4. Re-run the expansion to verify the prefix list no longer contains orphaned address space.

AS214292:AS-DECIX-L3-SERVICES-CUSTOMERS demonstrated this impact when it reduced from 104,266 to 77,252 ASes after cleanup.

Configuring routers to consume these validated states requires deploying separate validator machines that download ROAs from trust anchors. This architecture separates cryptographic checking from the routing plane, adding operational complexity compared to direct IRR integration. The limitation is measurable. Future post-quantum cryptography transitions could increase data sizes from 1.2 GB to nearly 40 GB, necessitating early infrastructure planning. Clean AS-SETs ensure the whitelist reflects actual topology rather than accumulated debris.

Infrastructure Strain from Post-Quantum Cryptography and RPKI Data Growth

Validator software must accommodate a projected RPKI data explosion from 1.2 GB to nearly 40 GB driven by post-quantum cryptography transitions. Adopting SLH-DSA-SHA2-256f algorithms escalates storage requirements to 39.1 GB, forcing operators to resize memory allocations for route server processes. The drawback is clear: maintaining separate validator software alongside router configurations introduces operational complexity that scales non-linearly with dataset size. Legitimate routes face filtering risks when infrastructure cannot ingest the expanded 40 GB dataset in real-time.

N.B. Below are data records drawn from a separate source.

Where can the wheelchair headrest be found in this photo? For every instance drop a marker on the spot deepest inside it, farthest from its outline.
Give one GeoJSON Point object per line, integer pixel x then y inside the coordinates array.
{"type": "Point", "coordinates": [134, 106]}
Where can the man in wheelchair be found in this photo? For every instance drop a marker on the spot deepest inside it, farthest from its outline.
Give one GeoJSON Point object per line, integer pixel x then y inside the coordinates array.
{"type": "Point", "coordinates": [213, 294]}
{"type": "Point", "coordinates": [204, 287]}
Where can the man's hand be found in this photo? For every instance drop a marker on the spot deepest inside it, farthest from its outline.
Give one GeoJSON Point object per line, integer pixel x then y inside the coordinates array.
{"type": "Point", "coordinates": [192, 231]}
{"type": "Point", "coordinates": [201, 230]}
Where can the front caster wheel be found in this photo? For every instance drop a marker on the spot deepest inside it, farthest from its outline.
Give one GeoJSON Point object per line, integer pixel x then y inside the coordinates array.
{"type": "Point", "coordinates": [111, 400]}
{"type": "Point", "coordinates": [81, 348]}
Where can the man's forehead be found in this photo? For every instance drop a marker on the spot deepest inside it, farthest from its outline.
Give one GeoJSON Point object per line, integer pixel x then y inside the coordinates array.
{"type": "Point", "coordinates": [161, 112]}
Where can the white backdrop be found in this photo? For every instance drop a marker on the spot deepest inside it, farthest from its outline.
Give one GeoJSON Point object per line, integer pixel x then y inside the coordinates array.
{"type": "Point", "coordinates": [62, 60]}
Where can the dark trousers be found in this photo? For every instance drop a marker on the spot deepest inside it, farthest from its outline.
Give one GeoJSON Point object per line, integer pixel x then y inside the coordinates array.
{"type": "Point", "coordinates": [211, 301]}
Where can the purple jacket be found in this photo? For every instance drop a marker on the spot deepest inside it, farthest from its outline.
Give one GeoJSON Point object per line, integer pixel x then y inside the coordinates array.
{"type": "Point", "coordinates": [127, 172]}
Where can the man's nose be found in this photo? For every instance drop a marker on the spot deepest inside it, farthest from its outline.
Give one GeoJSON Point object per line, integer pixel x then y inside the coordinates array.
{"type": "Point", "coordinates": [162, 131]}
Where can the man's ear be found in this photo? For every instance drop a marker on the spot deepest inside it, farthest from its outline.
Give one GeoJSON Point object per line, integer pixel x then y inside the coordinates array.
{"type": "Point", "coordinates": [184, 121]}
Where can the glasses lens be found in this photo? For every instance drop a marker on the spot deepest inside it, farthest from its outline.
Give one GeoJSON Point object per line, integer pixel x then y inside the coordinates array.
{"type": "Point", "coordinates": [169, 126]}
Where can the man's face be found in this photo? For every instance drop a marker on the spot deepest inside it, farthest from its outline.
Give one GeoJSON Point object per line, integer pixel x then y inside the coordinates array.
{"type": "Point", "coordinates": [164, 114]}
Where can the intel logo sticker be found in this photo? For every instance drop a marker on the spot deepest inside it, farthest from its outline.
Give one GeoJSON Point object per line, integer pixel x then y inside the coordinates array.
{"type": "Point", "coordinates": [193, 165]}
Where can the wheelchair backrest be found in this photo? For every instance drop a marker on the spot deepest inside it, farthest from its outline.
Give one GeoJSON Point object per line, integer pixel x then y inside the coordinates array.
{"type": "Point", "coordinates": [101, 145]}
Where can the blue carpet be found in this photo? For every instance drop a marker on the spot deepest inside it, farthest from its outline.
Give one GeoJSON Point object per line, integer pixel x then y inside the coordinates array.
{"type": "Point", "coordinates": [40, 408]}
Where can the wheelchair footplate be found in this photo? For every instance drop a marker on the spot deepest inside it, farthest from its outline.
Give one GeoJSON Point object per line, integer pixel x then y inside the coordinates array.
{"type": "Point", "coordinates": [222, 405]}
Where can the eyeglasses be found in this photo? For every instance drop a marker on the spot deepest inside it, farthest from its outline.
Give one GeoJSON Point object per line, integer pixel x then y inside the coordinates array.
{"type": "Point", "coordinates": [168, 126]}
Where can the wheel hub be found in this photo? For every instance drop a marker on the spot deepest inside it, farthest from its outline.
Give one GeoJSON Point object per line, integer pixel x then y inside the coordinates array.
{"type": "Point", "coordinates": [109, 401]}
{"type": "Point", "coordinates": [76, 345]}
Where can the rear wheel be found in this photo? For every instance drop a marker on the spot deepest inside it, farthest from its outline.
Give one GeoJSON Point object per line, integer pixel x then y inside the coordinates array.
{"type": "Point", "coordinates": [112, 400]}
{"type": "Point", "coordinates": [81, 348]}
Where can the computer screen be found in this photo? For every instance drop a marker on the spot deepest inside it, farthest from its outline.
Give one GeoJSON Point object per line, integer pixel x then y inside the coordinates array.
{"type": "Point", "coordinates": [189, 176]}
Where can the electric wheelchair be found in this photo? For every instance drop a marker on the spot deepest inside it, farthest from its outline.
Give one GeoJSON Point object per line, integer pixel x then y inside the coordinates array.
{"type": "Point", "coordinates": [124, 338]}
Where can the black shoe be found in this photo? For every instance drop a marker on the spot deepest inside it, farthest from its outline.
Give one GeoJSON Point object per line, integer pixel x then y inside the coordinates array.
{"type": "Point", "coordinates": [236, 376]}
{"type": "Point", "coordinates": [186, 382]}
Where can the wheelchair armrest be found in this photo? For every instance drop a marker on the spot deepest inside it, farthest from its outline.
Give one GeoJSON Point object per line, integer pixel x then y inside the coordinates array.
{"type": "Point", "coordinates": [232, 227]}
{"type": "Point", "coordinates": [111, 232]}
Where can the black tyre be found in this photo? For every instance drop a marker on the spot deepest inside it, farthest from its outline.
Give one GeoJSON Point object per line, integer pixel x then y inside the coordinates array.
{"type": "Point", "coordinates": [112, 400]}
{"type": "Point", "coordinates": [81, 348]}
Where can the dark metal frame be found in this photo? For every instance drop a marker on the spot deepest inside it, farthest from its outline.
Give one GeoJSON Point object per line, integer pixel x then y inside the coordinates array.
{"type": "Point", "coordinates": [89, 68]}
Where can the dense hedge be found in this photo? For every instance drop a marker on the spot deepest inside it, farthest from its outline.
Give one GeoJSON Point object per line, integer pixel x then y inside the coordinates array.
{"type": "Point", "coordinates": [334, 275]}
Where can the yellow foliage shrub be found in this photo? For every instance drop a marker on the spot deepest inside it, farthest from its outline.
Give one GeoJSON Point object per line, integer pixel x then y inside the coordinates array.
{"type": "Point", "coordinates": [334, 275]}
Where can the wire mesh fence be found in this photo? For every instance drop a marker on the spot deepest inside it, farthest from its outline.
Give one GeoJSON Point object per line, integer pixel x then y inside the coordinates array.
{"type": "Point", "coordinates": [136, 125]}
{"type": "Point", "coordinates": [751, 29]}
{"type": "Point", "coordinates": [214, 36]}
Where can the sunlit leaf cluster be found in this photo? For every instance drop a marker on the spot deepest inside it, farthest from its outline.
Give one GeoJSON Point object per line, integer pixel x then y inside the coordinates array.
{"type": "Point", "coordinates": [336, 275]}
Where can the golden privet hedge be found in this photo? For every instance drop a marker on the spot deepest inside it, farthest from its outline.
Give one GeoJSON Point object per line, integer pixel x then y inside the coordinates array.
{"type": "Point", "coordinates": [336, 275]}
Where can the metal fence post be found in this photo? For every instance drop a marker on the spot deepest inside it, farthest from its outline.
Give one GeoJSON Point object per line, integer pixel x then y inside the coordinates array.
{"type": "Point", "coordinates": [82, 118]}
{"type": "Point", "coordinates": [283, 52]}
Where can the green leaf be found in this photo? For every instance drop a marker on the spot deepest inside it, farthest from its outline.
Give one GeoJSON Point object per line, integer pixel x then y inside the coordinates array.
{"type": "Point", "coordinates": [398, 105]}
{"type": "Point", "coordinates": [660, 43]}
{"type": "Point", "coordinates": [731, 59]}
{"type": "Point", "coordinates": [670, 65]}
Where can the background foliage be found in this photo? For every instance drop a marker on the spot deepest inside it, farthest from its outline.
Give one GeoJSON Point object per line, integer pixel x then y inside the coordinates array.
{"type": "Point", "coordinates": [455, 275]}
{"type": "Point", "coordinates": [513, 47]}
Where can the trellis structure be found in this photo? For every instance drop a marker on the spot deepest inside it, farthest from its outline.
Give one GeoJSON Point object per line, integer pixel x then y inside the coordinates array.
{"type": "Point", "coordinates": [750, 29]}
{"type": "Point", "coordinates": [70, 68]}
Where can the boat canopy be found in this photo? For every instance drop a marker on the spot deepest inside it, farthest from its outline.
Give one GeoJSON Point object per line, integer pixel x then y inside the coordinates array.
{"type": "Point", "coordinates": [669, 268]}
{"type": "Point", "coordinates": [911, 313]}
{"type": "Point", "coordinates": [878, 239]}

InterLIR recommends the following upgrade path to mitigate capacity shortfalls:

1. Audit current validator disk and RAM headroom against the 39.1 GB ceiling.
2. Implement layered approaches.
3. Compress AS-SET objects to limit the prefix list generated during fallback scenarios.

Failure to address this infrastructure strain results in validation timeouts, causing the route server to default to permissive accept policies during peak update bursts.